Electric Field is a force produce by a charge near its surroundings. This force is exerted on other charges when brought in the vicinity of this field. The SI unit of Electric field is N/C. Electric field due to a charge at a point is the force that a unit positive charge would experience if placed at that point.

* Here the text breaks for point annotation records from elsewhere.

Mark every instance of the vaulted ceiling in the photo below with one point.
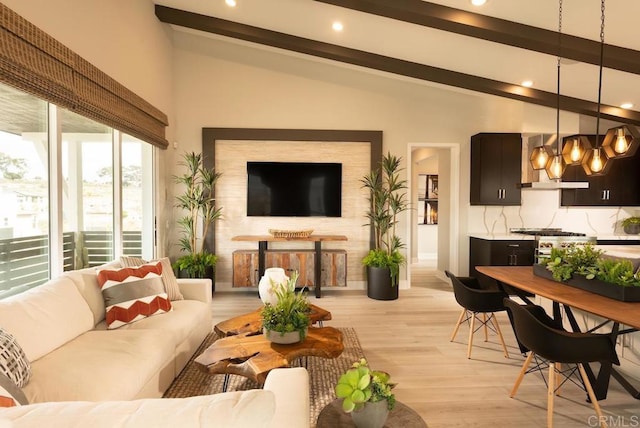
(489, 49)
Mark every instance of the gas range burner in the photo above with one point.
(545, 232)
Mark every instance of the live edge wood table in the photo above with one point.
(618, 312)
(263, 241)
(245, 351)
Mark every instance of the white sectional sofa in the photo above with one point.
(60, 326)
(84, 374)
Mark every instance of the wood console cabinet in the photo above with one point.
(333, 266)
(496, 169)
(245, 268)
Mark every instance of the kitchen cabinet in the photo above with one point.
(493, 252)
(620, 187)
(496, 169)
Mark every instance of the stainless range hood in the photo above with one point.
(538, 179)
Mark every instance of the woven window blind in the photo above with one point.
(35, 62)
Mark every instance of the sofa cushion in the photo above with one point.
(131, 294)
(13, 362)
(168, 277)
(240, 409)
(46, 317)
(10, 394)
(101, 365)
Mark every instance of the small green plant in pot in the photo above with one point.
(366, 394)
(631, 225)
(387, 199)
(200, 209)
(286, 321)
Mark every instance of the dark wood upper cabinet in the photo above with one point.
(619, 187)
(496, 169)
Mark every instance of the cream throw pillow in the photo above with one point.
(168, 278)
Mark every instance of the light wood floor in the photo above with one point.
(409, 338)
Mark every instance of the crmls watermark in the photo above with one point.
(615, 421)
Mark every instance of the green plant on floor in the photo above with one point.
(589, 262)
(200, 214)
(290, 312)
(360, 385)
(387, 199)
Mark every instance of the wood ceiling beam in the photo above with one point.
(388, 64)
(497, 30)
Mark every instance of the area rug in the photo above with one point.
(323, 375)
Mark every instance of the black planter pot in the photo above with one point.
(209, 272)
(379, 284)
(632, 229)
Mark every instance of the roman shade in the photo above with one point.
(35, 62)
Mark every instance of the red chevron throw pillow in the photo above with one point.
(131, 294)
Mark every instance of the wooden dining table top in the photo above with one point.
(523, 278)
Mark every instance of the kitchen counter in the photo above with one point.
(503, 237)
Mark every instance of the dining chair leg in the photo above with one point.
(493, 319)
(455, 329)
(486, 330)
(523, 371)
(592, 396)
(472, 326)
(551, 393)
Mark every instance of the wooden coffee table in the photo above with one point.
(253, 356)
(251, 323)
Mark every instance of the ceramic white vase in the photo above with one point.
(271, 277)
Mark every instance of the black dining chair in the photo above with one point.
(546, 338)
(478, 304)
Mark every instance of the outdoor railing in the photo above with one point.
(24, 262)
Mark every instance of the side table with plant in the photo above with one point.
(286, 321)
(367, 395)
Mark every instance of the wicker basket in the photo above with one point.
(290, 233)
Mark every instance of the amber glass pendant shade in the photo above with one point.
(555, 167)
(596, 162)
(621, 142)
(574, 148)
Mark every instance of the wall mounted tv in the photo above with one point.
(294, 189)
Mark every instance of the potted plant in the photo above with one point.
(200, 213)
(366, 395)
(387, 199)
(631, 225)
(590, 269)
(287, 320)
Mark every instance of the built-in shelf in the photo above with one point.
(427, 199)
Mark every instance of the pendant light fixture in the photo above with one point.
(596, 162)
(556, 165)
(621, 142)
(574, 149)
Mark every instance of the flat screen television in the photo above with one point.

Consider a point charge Q placed at the origin O. To find the electric intensity at a point P, distant r from O, place a test charge q₀ at P. According to coulomb’s law, the force exerted on q₀ by Q is:

$$\overrightarrow{F}={{k}_{e}}\frac{Q{{q}_{0}}}{{{r}^{2}}}\widehat{r}$$; Where,

$$\widehat{r}$$ = Unit vector from O to P, i.e. from Q to q₀.

If $$\overrightarrow{E}$$ is the electric field created by Q at P, then by definition:

$$\overrightarrow{E}=\underset{{{q}_{0}}\to0}{\mathop{\lim }}\,\frac{\overrightarrow{F}}{{{q}_{0}}}=\underset{{{q}_{0}}\to0}{\mathop{\lim }}\,\frac{{{k}_{e}}\frac{Q{{q}_{0}}}{{{r}^{2}}}\widehat{r}}{{{q}_{0}}}$$.

$$\overrightarrow{E}={{k}_{e}}\frac{Q}{{{r}^{2}}}\widehat{r}=\frac{1}{4\pi{{\varepsilon }_{0}}}\frac{Q}{{{r}^{2}}}\widehat{r}=\frac{1}{4\pi{{\varepsilon }_{0}}}\frac{Q}{{{r}^{3}}}\overrightarrow{r}$$.

∴ $$\overrightarrow{E}=\frac{1}{4\pi{{\varepsilon }_{0}}}\frac{Q}{{{r}^{3}}}\overrightarrow{r}$$.

If Q is positive, $$\overrightarrow{E}$$ is directed radially outward from it and if Q is negative, $$\overrightarrow{E}$$ is directed toward it. In magnitude:

$$E={{k}_{e}}\frac{Q}{{{r}^{2}}}=\frac{1}{4\pi{{\varepsilon }_{0}}}\frac{Q}{{{r}^{2}}}$$.